À l’évidence, le sujet interpelle les vedettes, qui s’animent de concert. Une scène, en particulier, a marqué Simu Liu : « J’adore ce passage où le personnage de Ronny [Chieng, humoriste et acteur dans le film, qui animait la conférence] parle à celui d’Awkwafina, et qu’elle dit “mon chinois n’est pas bon”, et qu’il répond que ce n’est pas grave qu’il parle “l’ABC”. Je veux dire… »
« C’était un grand moment, oui, intervient Awkwafina. C’est que, culturellement, on ne voit jamais ça. On ne fait jamais référence à ça. »
« Ils ont pointé ça, désigné ça, et bien sûr, “ABC” signifie Chinois né Américain [American born Chinese]. C’est la première fois qu’on voit réellement ça dans un film, quelqu’un qui fait juste… rendre compte de cette expérience, de ce vécu », conclut Simu Liu.
Motivations pures
Dans le même ordre d’idées, lorsqu’une journaliste, Cat Combs, de Black Girl Nerds, demande au réalisateur si le film est moins préoccupé par l’univers cinématographique Marvel et davantage par « la culture, l’expérience asiatique », Destin Daniel Cretton, qui possède entre autres un héritage japonais, répond : « Je pense que le fait qu’il s’agit d’un film Marvel a une pertinence accrue. Si nous n’avions pas placé Shang-Chi à égalité avec tous les autres superhéros qu’on a aimés par le passé, ça n’aurait pas été rendre service à la culture et au personnage. »
Son de cloche identique chez Kevin Feige, grand manitou chez Marvel : « Nous voulions faire ce film pour ces deux raisons : amener ce personnage dans l’UCM, tout en offrant une représentation d’un autre genre. Et c’est ce que Destin nous a proposé dans sa présentation, qui contenait de l’action propre à Marvel, cool, mais qui était d’abord ce récit père-fils… »
Également présent à la conférence, Ben Kingsley, qui reprend son rôle de Trevor Slattery d’Iron Man 3, opine et renchérit : « C’est une histoire qui, parce qu’elle est si belle et si bien racontée, a un pouvoir guérisseur ; ce n’est pas de la propagande.
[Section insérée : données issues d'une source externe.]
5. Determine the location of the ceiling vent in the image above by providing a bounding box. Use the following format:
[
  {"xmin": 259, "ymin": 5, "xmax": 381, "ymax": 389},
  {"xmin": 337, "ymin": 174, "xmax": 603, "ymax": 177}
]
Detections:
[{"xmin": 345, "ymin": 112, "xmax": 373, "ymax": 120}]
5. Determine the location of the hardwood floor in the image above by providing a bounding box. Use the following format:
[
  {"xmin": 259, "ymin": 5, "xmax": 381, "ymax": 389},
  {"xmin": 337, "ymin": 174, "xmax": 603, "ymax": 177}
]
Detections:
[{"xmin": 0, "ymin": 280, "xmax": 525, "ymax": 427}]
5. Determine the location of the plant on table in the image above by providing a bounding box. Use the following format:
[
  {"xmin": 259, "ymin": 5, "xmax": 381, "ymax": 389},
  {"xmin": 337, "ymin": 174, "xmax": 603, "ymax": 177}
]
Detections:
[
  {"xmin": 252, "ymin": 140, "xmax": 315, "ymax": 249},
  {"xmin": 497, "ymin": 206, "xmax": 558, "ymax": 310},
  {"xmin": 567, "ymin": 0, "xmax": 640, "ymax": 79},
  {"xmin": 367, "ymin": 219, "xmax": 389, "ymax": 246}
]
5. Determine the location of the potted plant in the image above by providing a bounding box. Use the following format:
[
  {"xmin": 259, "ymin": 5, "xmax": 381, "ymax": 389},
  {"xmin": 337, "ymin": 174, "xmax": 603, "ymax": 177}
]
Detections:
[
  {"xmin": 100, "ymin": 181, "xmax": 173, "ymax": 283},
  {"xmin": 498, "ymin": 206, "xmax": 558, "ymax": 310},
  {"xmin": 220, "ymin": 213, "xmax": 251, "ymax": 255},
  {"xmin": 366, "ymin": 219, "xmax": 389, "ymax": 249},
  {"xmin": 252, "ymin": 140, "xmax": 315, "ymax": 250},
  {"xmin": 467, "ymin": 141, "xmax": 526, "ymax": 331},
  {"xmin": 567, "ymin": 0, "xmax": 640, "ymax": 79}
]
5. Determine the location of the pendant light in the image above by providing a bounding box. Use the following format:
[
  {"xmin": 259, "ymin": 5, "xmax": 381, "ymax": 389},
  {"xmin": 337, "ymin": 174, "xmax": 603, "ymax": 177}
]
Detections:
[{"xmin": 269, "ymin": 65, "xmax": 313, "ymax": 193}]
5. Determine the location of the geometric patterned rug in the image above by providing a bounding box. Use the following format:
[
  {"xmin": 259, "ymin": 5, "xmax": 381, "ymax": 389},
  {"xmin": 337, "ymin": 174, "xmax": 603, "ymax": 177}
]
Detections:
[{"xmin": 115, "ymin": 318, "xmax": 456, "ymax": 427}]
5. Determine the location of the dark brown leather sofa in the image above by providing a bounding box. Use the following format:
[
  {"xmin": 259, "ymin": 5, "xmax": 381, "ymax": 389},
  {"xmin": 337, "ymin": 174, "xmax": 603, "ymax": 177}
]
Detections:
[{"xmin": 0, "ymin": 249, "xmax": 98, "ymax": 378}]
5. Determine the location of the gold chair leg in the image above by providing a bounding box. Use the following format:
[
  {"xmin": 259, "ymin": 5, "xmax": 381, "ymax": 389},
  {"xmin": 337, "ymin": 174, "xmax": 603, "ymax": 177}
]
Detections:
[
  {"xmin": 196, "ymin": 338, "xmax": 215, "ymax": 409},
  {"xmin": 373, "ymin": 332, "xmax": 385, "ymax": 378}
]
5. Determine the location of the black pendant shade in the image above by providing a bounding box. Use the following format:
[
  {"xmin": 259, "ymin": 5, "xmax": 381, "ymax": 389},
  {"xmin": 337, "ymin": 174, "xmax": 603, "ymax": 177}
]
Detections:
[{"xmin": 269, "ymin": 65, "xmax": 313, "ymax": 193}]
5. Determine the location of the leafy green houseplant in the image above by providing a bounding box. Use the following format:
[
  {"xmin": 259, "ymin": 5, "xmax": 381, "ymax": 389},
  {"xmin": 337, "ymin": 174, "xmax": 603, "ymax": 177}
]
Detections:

Quand vous entendez Destin en parler, vous comprenez que ses motivations pour raconter cette histoire sont pures, limpides et lucides. Ce sont des motivations visant à améliorer l’existence, et qui ne sont pas paternalistes, car elles abordent de belle façon des thèmes comme la mémoire, l’ascendance, la perte, la famille déchirée puis réunie ou reconfigurée… Tout ça, en provenance du coeur de Destin. »
Les propos recueillis ont été édités à des fins de longueur et de clarté.